Di titik ini, aku beristirahat sejenak. Rerumputan hijau terhampar
luas di sekelilingku. Angin menampar lembut wajahku. Udara segar mulai memeluk
tubuhku. Rasa lelah terusir tanpa permisi. Pertanyaan mulai hadir di benakku:
Benarkah jalan ini yang harus
kulalui? Benarkah di suatu titik di depan sana, aku akan menemukanmu?
Aku lelah melahirkan kata-kata yang takpernah sampai kepadamu. Aku
lelah saat orang-orang menilaiku beragam cara hanya karena aku terus berusaha
mencarimu. Kupikir, kamu adalah bagian dari masa lalu. Tujuh tahun aku menunggu
untuk seseorang di seberang pulau, dua tahun aku menunggu seseorang lain di
kelas yang sama denganku. Tapi ternyata, mereka bukan kamu.
Sampai detik ini, aku terus percaya bahwa jalan ini tidak salah.

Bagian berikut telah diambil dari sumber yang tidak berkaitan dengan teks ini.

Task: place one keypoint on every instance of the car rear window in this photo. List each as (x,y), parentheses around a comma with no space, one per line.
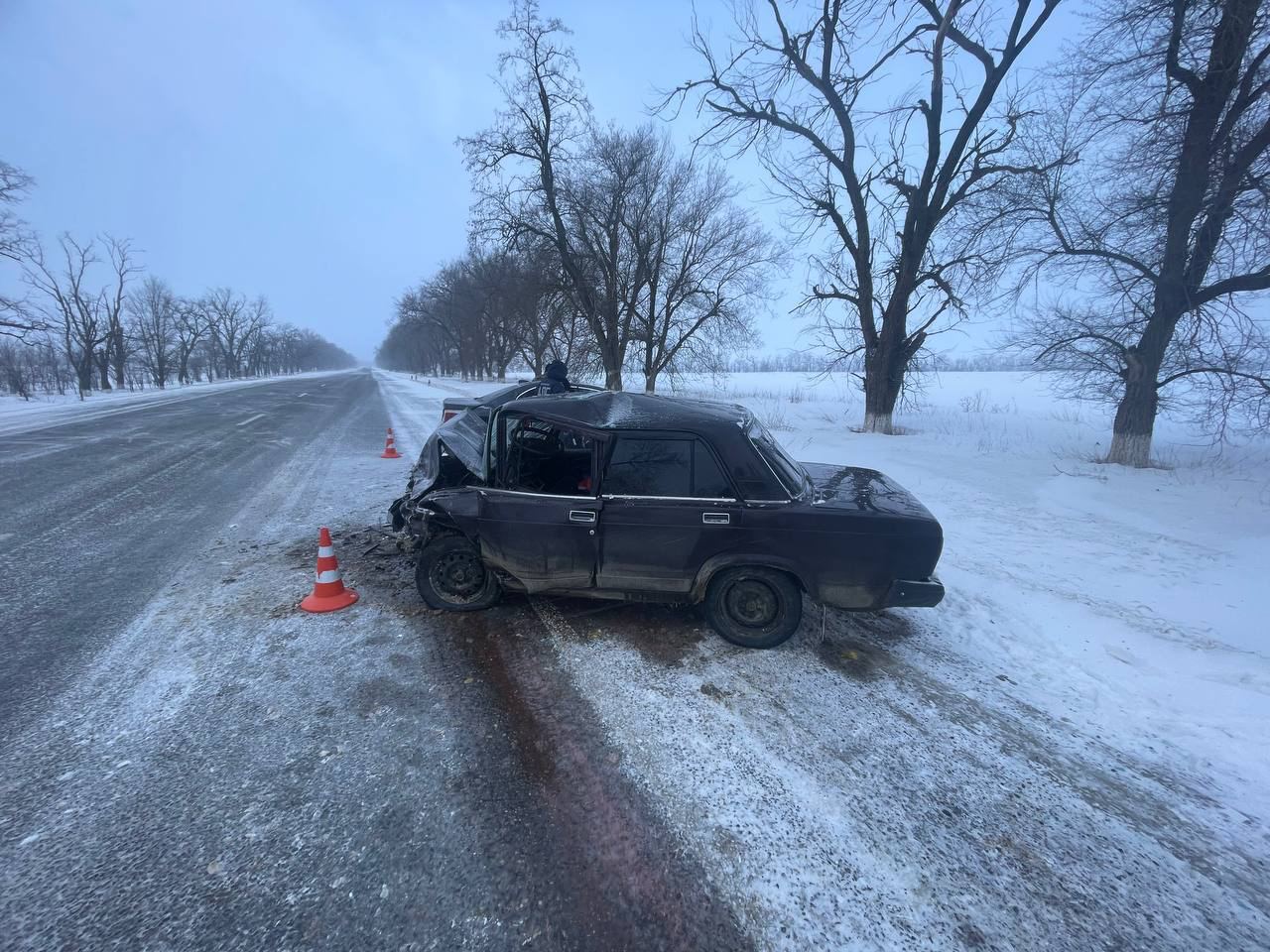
(645,466)
(789,472)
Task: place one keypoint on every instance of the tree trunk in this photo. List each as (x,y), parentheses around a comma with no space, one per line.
(103,370)
(117,356)
(883,382)
(1134,422)
(84,376)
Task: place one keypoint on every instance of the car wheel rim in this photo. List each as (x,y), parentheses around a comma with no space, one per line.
(458,576)
(752,603)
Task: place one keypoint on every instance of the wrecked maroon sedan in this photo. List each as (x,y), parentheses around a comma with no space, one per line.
(658,499)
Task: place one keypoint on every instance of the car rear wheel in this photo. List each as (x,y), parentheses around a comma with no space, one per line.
(451,576)
(753,607)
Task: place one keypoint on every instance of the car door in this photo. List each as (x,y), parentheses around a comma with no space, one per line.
(668,507)
(545,539)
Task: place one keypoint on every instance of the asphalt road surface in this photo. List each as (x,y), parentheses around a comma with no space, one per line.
(189,765)
(96,511)
(187,762)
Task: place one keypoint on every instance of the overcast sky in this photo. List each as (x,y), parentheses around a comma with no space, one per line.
(304,150)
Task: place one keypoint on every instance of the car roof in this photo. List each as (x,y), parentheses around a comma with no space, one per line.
(619,411)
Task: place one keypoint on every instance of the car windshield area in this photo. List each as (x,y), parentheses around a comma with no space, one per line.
(538,456)
(788,470)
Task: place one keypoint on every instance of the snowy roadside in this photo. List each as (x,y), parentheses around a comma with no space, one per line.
(44,411)
(1070,752)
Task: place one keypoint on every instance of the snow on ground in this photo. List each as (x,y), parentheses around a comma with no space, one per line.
(1080,725)
(48,411)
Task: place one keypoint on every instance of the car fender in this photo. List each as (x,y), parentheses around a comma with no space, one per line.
(729,560)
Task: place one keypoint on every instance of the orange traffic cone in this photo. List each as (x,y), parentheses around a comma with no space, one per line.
(329,593)
(389,448)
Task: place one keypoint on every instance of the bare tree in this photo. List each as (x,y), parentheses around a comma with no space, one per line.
(1179,91)
(68,303)
(153,313)
(17,317)
(123,268)
(884,177)
(190,325)
(234,324)
(706,266)
(518,164)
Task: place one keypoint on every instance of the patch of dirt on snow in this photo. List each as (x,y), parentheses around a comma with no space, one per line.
(858,645)
(663,634)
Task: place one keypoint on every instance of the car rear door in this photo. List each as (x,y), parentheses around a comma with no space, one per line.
(668,507)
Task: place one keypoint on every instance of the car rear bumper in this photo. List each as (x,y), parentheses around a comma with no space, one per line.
(913,593)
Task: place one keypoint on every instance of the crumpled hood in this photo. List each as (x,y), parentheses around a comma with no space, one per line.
(865,492)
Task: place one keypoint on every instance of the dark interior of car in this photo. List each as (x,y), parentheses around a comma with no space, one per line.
(543,457)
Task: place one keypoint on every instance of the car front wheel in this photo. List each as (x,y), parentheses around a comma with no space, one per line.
(451,576)
(753,607)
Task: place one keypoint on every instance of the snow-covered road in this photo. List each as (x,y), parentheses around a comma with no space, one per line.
(218,771)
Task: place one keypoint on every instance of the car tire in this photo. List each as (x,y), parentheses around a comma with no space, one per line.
(753,607)
(451,576)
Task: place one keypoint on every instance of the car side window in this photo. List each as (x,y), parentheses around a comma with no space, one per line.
(543,457)
(707,480)
(649,467)
(665,466)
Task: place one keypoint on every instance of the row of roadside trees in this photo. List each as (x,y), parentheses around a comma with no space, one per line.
(1114,203)
(633,258)
(87,317)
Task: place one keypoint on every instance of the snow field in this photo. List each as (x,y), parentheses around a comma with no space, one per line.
(1070,752)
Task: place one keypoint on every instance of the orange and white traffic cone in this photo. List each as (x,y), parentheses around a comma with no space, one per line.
(329,593)
(390,448)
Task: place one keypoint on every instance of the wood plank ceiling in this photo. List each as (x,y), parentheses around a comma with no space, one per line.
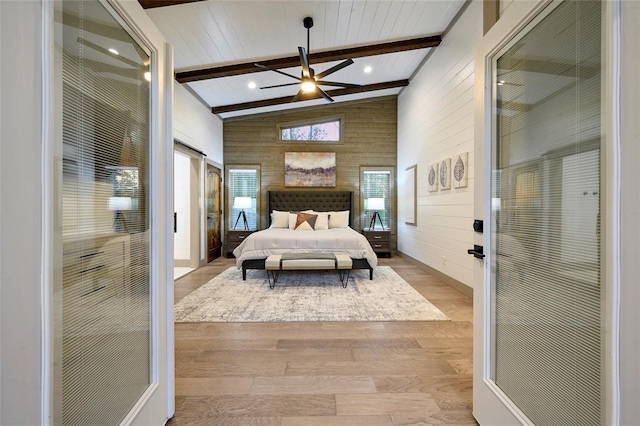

Percaya bahwa aku bisa bertahan. Dan benar, aku terus mencoba dengan segenap
sesak yang deras di dalam dada. Dengan air mata yang tenang di dalam segara
rasa. Demi menemukanmu, aku rela dipandang sebelah mata. Ditertawai dari
belakang, dan dihujani oleh hal-hal yang diharapkan bisa membunuh semangatku
untuk menemukanmu.
Sampai suatu titik, aku kembali bangkit dari rehat sejenak dan
memutuskan untuk memulai kembali perjalanan. Sampai suatu titik aku dipaksa
berhenti dan memilih tak peduli.
Sampai suatu tiitk nanti, aku akan menemukanmu.